Apel pagi berjalan lancar seperti biasa. Bu Olena menggantikan Kepala Sekolah memimpin apel. Guru Matematika itu hanya bilang Pak Prasetyo sedang tidak enak badan, dan anak-anak bisa maklum mengingat kondisi Kepala Sekolah yang memang sudah sakit-sakitan. Beberapa anak di barisan kelas sepuluh bertanya-tanya soal keabsenan Pak Yu-Tsin dan Bu Nanda. Bu Olena memberi alasan bahwa kedua guru itu sedang dapat tugas dinas ke luar sekolah. Tak ada yang membahas pesta ulang tahunku kemarin, karena ingatan mereka telah dimodifikasi. Hanya keempat sahabatku bersama para guru yang tahu apa yang terjadi kemarin.

Pelajaran pertama hari ini adalah Kimia.
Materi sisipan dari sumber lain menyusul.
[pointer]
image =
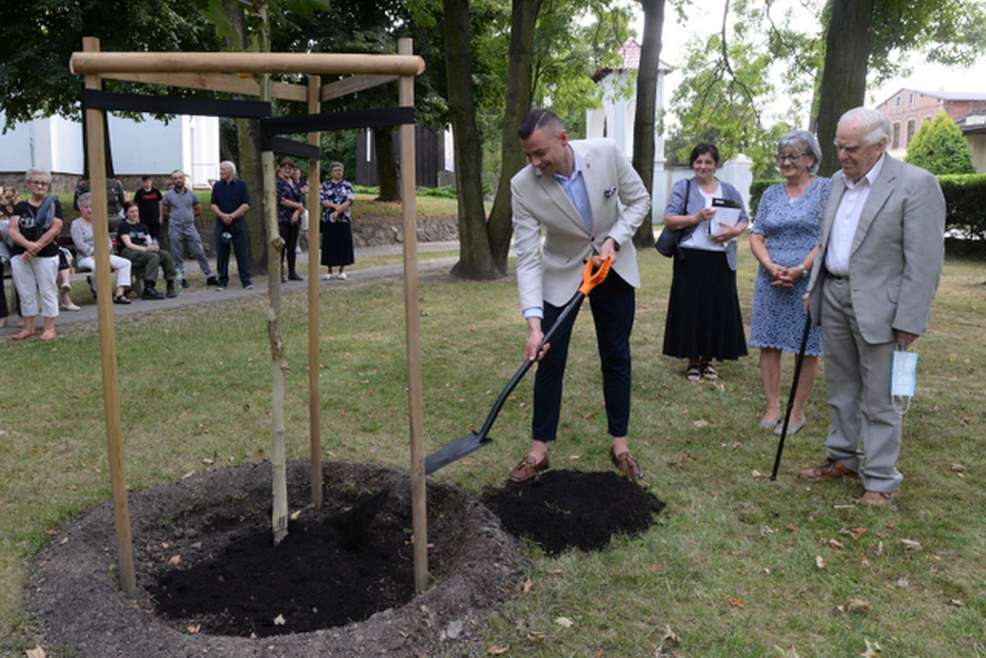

Kami berlima sengaja naik lift paling terakhir dan berlama-lama di koridor supaya aku punya waktu untuk menjelaskan apa yang terjadi di rumahku pada Tara, Meredith dan Reo. Mereka terus merongrongku sepanjang apel pagi dan nggak mau menunggu sampai di lab (padahal kalau minta tolong Ryu-san bakal lebih ringkas! Kata Reo, Nii-san nya tetap mengajar hari ini).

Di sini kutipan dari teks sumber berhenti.